Sidrap melongo, mata dan bibirnya hanya bisa membulat, tak bisa berkata apa-apa. Lasmi dan Ratri tertawa melihat muka Sidrap.

“Kau segera menjadi bapak, Kang,” kata Lasmi tersenyum lebar.

Sidrap hampir meloncat karena girang, dia menciumi perut Lasmi lalu memeluknya erat. Bahagianya membuncah, tubuhnya seperti terbang.

“Jalan empat bulan, Kang,” lanjut Lasmi, Sidrap masih mengusap-usap perut istrinya, tak bisa berkata apa-apa selain menikmati rasa gembiranya.

Sidrap sadar, perjuangan dan masalah-masalah telah menyesap perhatiannya pada keluarga. Berulangkali dia melihat Lasmi lebih pucat dari biasanya, berulangkali pula Lasmi mengeluh mual dan sakit kepala tapi Sidrap tak tanggap.

Sekarang ada yang harus dia lakukan; memberikan waktu tambahan pada keluarga dan memastikan Lasmi dan jabang bayinya baik-baik saja.


ooOOoo


Di rumah judi Katemi, judi dadu mendapatkan tempatnya.

Sekat-sekat dipasang di pojok rumah judi, menjadi ruangan baru untuk judi dadu. Katemi tak menyangka, ruang dadunya penuh di hari pertama. Tak ada sempat tersisa, riuhnya mengalahkan sabung ayam yang telah lama ada. Katemi gembira, sirih dan kapur di mulutnya yang bergantian tanpa jeda menjadi penanda.

Beberapa penjudi ayam berhenti lalu berpindah judi dadu, mungkin mereka ingin mencoba atau bosan dengan adu ayam.

Mata Katemi tak lepas dari satu penjudi, perawakannya tinggi besar dengan kebiasaan tertawa lebar. Tak ada yang tak lucu bagi lelaki itu, semua hal ditertawakannya, tak peduli menang atau sedang sial. Bahkan setelah gembolan uangnya habis, dia tetap tertawa seolah tak terjadi apa-apa. Keesokan harinya dia akan mucul kembali, dengan gembolan yang besarnya selalu sama dengan hari-hari sebelumnya. Lelaki itu seolah datang hanya untuk menghabiskan uang. Dia datang hanya untuk bersenang-senang, tak peduli pada habisnya uang.

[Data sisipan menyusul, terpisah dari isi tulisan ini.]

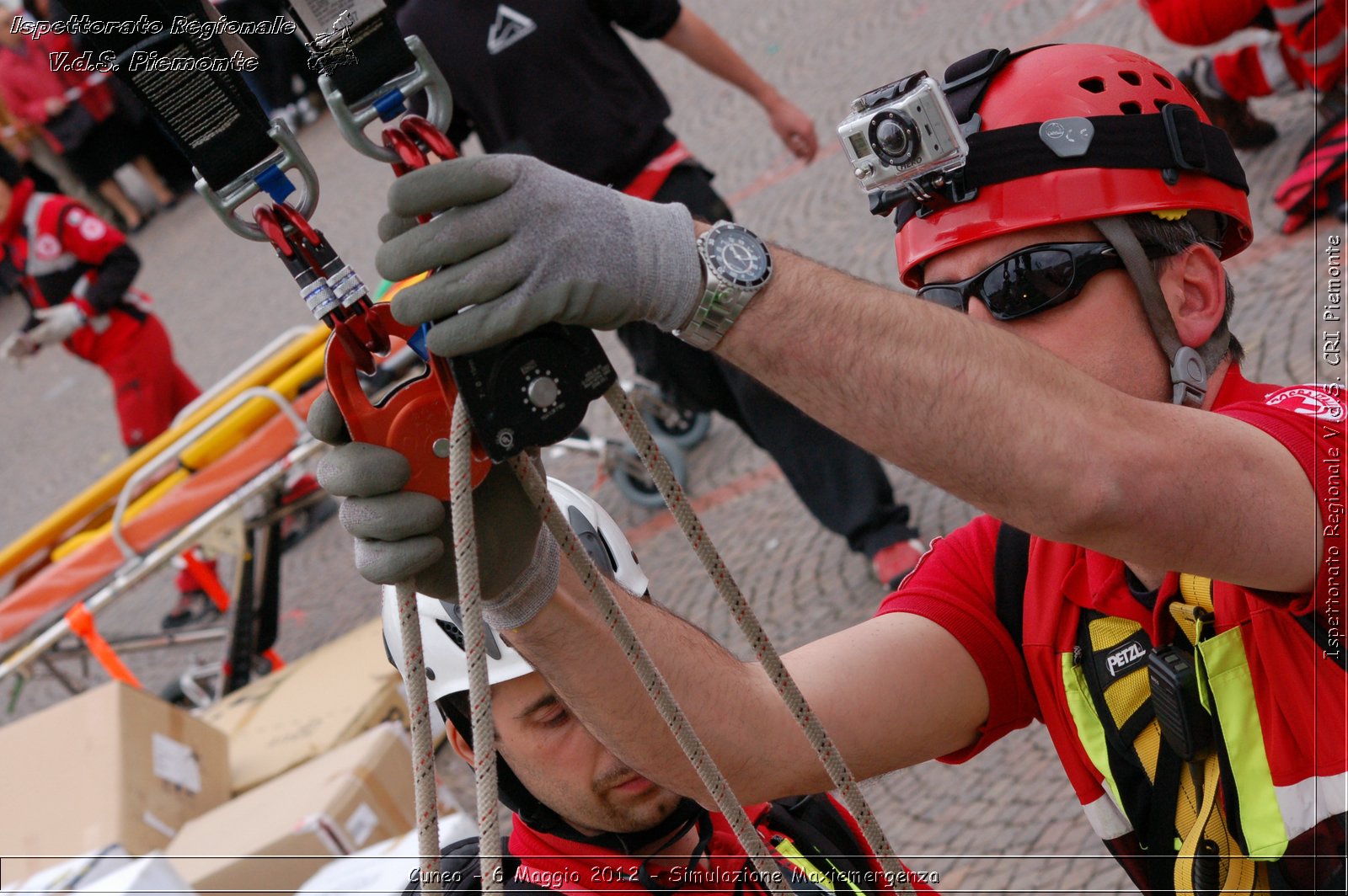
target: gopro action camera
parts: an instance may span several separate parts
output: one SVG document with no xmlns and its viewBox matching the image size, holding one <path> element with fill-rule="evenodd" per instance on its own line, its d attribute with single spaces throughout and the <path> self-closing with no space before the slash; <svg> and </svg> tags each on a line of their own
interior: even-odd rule
<svg viewBox="0 0 1348 896">
<path fill-rule="evenodd" d="M 929 186 L 945 182 L 942 175 L 964 167 L 969 155 L 945 90 L 926 71 L 853 100 L 838 139 L 852 172 L 872 197 L 872 210 L 882 193 L 922 198 Z"/>
</svg>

Lelaki itu tak pernah sekalipun datang meminjam uang pada Katemi. Katemi penasaran dengan pelanggannya itu.

“Siapa orang itu?” tanya Katemi pada salah satu penjaga, tangannya menunjuk ke arah lelaki yang membuatnya penasaran, “bercelana gombrong tak memakai baju dengan rajah walet di dadanya.”